Les éléphants ou les baleines vivent des périodes de deuil. Les moutons possèdent une organisation sociale complexe. Les poissons sont capables d’utiliser des outils. Les primates peuvent mentir et transmettre des connaissance tandis que les dauphins ou les singes ont une conscience d’eux-mêmes... Voici un échantillon de ce qu’a pu découvrir la science, en l’espace de quelques décennies. “Les frontières s’estompent entre l’homme et l’animal”, constate le biologiste et philosophe des sciences Bernard Feltz.

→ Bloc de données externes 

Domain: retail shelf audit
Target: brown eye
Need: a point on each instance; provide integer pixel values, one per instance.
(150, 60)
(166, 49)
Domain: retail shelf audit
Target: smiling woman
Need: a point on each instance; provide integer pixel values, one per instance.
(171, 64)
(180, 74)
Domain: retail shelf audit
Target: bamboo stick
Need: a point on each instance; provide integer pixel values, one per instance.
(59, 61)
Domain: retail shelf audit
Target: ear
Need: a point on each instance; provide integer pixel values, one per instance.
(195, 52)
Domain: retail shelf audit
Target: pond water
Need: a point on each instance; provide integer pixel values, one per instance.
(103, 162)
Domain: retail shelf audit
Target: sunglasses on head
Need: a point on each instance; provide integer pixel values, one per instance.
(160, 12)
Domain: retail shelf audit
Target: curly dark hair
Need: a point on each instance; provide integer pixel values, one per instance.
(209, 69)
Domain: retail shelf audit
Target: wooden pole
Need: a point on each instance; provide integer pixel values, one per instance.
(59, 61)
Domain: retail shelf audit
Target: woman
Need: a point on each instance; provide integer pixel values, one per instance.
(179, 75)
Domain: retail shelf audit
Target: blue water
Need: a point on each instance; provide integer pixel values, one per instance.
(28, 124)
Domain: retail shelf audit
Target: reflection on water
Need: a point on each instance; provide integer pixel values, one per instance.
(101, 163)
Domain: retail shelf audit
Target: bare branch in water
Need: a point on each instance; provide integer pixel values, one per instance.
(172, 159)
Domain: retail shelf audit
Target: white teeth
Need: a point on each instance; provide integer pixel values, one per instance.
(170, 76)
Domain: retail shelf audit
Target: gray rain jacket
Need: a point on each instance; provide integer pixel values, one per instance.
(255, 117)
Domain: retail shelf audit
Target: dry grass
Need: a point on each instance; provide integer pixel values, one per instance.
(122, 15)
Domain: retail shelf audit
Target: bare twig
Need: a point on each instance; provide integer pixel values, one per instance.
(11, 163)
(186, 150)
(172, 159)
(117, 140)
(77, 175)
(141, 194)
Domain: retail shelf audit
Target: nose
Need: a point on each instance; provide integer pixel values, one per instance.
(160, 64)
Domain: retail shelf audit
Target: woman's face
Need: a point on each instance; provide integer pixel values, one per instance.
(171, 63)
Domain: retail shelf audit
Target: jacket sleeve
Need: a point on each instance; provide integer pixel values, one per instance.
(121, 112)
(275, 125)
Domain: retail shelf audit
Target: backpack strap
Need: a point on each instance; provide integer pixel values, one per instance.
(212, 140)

A la lumière de ces découvertes, y a-t-il encore un “propre de l’homme” ? “C’est une très mauvaise question, c’est la plus mauvaise qu’on puisse poser, répond l’éthologue Vinciane Despret. Il ne faut pas y répondre, même en disant qu’il n’y a plus rien car, c’est continuer à considérer que cette question est sensée. C’est une question qui nous habite tous, mais qui rappelle une hiérarchie qu’on a créée de toute pièce et qu’on essaye de consolider comme on peut. Et cette question, elle vient toujours pour essayer de voir s’il n’y a pas moyen de reconstruire une hiérarchie qui s’effrite.”